The pro-Muslim We Are America Peace Rally will piggyback on the United Against Racism|Hate Irving mosque-held event. We Are America originally planned to protest at City Hall the day of Irving’s Christmas parade but canceled when Tea Party groups decided to rally in support of Irving’s police and mayor. Breitbart Texas reported the Dallas chapter of the Council on American-Islamic Relations (CAIR) and the Dallas County Democratic Party among the handful of pro-Muslim protest Facebook listed sponsors as well as several churches and one synagogue.
The wave of demonstrations kicked up after the September arrest of “Clock Boy” Ahmed Mohamed, the boy who cried Islamophobia after his homemade clock resembled and was mistaken for a hoax bomb at school. Tensions increased after the San Bernardino terrorist attack.
In November, an armed anti-Muslim group of citizens demonstrated outside the Irving mosque. The group calls itself the Bureau of American Islamic Relations (BAIR). They later posted on Facebook the names and addresses of individuals deemed Muslim and Muslim sympathizers from an existing March Irving City Council roster of speakers for and against a local resolution to support a proposed American Laws for American Courts bill, which Breitbart Texas’ Bob Price reported. A pro-mosque counter-protest staged by a Starbucks barista followed. BAIR intends to protest armed on Saturday but at the nearby Richardson mosque.

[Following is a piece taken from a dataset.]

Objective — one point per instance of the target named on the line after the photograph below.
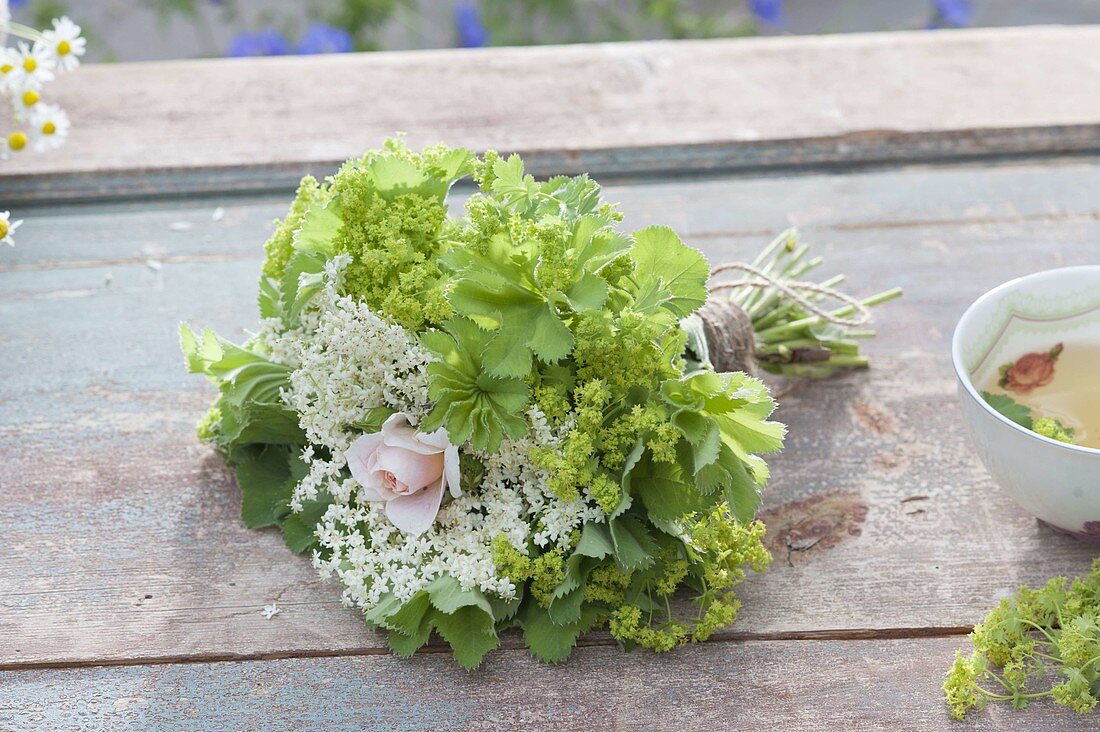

Although tempers flare, protests remain peaceful in Irving. No matter who protests, safety is always of concern. Van Duyne told Breitbart Texas:
Whenever you have rallies of any kind, you want to make sure people are following the law, you want to make sure everyone is protected and you want to make sure it is a peaceful protest, a peaceful rally. It doesn’t matter what group it is that’s coming.
You know, we’ve heard various groups are coming, are going to be there, various groups dropped out, other groups are going to be there, doesn’t matter who’s going to be there. Our police are going to be in force, and hopefully it will remain peaceful. That will be our goal.
City officials continue to take a beating in the mainstream media while groups that preach peace and love bang the Islamophobia drum, a narrative cultivated by leftwing media which Breitbart News’ Lee Stranahan addressed in an interview with the mayor. She told Breitbart Texas that labeling Irving as “anti-anything” is “preposterous.”
She said:
I look at our city and I look at the majority of these protests and rallies that you see are from outsiders coming in. It’s a shame. The idea that the city is somehow anti-anything is preposterous.
Outsiders coming in, something reminiscent of last summer’s pool party incident in McKinney, where every leftwing activist attempt was made to transform moments from a cell phone filmed fracas between teens and law enforcement into Ferguson. The Black Panthers showed up at an elementary school to push a racism narrative in a racially and ethnically diverse upscale suburb north of Dallas. Rumors surfaced that the Rev. Al Sharpton would fly into otherwise harmonious Collin County, which never materialized.
In Irving, Amena Jamali, the Muslim 2015 valedictorian of the same high school attended by Ahmed Mohamed, debunked the vitriolic rhetoric presented by the Mohamed family, now threatening to sue the City of Irving and its public school district, the latter under investigation by the U.S. Department of Justice in a Ahmed-related probe pushed by out-of-state liberal Congress members. Yet Jamali’s heartfelt portrayal of a close knit, open-minded and supportive, almost to a fault, Irving school community did not reflect racism or bigotry.
Neither did Irving’s holiday extravaganza. One parent told Breitbart Texas she refused to let one family define “who we are.” This month, Dallas-Plano-Irving was named #5 in Milken Institute’s 2015 Best Performing Cities this week. A city allegedly fraught with racial strife appears to be prospering, booming and growing. It landed on America’s 50 best cities to live list at #49. In 2013, Business Insider ranked Irving the fifth safest big city to live in the country.
Van Duyne added:
I mean we’re pro-American, we’re pro-Texas, and we’re definitely pro-Irving and we’re pro-community and I think that is the story that America and the world needs to hear about our city.